A lot of the global images of clouds (like this one [1]) are actually made from infra-red images, as making a visible composite is difficult. This means that they can only see high, cold clouds, so you only really see storms.

For example, the GOES-17 image shows large amounts of cloud off the western coast of South America. This is completely missing in the composite video, as it is very close to the surface and so almost invisible in the IR (it is close to the same temperature as the surface). About 2/3 of the globe is cloud covered on average [2].

[1] - https://www.youtube.com/watch?v=4wLYHyCiIyQ

[2] - https://www.atmos-chem-phys.net/10/7197/2010/acp-10-7197-201...

Unfortunately, the cooling system on this instrument isn't working as expected. We've got the visible spectrum, but not some of the long infrared wavelengths.

I wonder if this can be mitigated with software processing

Still, I wonder what kind of information can be gathered by long infrared here. Heat reflection/balance on the Earth? Climate Change related info?

Most of the goes-17 bands are in the ir, 14 out of 16, and their nicknames in this table gives some clue as to their use: https://www.goes-r.gov/education/ABI-bands-quick-info.html

That's very informative, thanks!

How long until satellites have their own service droids I wonder?

It seems amazing to me that cooling is an issue in space!

because space is a vacuum its actually really hard to cool things in space - there is no heat energy so it is cold, but there is no air for your generated heat to dissipate into.

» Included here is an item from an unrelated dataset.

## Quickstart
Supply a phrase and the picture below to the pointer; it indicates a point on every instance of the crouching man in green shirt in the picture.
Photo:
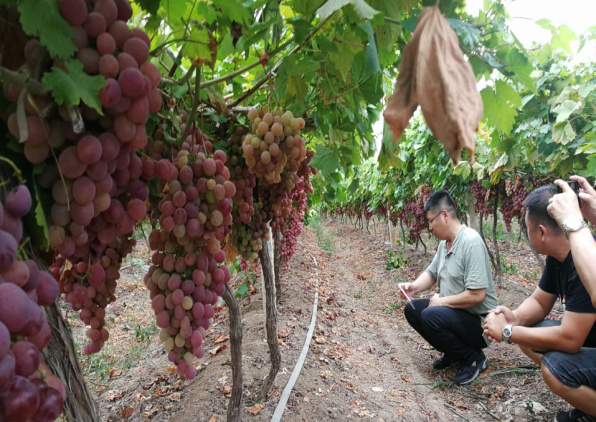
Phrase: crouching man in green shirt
(451, 321)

And, as a curious artist— is the 'GeoColor' image composited by the satellite camera or done manually afterward in post? Mostly, I'd love to see raw stills of the different bands they reference in the image (like the infrared band).

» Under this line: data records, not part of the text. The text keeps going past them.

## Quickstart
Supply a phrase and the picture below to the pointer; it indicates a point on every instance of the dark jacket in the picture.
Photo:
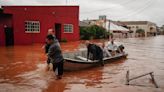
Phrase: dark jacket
(96, 51)
(55, 53)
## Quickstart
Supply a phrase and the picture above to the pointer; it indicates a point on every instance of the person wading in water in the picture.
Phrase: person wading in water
(55, 55)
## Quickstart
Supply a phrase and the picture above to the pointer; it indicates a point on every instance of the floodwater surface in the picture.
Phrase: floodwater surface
(23, 69)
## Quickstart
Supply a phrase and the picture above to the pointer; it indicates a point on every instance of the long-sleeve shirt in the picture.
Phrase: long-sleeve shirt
(55, 53)
(96, 52)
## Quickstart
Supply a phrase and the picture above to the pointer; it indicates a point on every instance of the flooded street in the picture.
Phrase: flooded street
(23, 69)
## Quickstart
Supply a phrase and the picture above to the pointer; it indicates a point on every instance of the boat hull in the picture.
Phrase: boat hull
(73, 65)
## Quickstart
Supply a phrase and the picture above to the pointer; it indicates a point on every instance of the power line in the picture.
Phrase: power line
(124, 3)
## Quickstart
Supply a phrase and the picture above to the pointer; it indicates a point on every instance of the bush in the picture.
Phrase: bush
(92, 32)
(140, 31)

It is done automatically after the imagery is downloaded from the satellite.

They are complex combinations of multiple bands. The GOES-16 satellite has 6 (or 7, depending if you count shortwave ir) visible bands. Three are used for the red, green, and blue channels to get the "true color" image. Portions of other bands are used in combination with transparency to seamlessly combine the bands that show features the best. At night the IR bands are used in different combinations.

There's more information on the GeoColor products here: https://www.star.nesdis.noaa.gov/GOES/documents/QuickGuide_C...

The short version: daytime imagery is derived from GOES-16's red, blue, and near-IR (band 3) channels, with a simulated green channel. Night imagery's all IR; the base map (with city lights) is static and derives from a different satellite.

Related, you might want to check out DSCOVR- https://epic.gsfc.nasa.gov/

If you've never heard of it, this bird always stays on the sunlit side of the planet and takes true color images

It takes actual full disk images too! None of this stitching shenanigance without the edge effects that all the geo orbit satelites do.

Goes-17 sees at best 2x2 km boxes (igfov depends on wavelength) and uses mirrors on servos to quickly scan the disk. DSCOVR is simply far enought away that it can see the full disk.

If you need reference materials for how earth like planets look from space, use DSCOVR images, everything else is fake!

This eclipse image reminds me of 2010 - https://epic.gsfc.nasa.gov/epic-galleries/2017/total_solar_e...

I don't know the answer to your question, but I do have a link to the images you're interested in for GOES-16. Not sure if a similar page is available for GOES-17 mentioned in the article.


GOES 16 and 17 are identical.

> GOES-17 is the second in a series of next-generation geostationary weather satellites. Like GOES-16, its sister satellite operating as GOES East, GOES-17 is designed to provide advanced imagery and atmospheric measurements of Earth from 22,300 miles above the equator.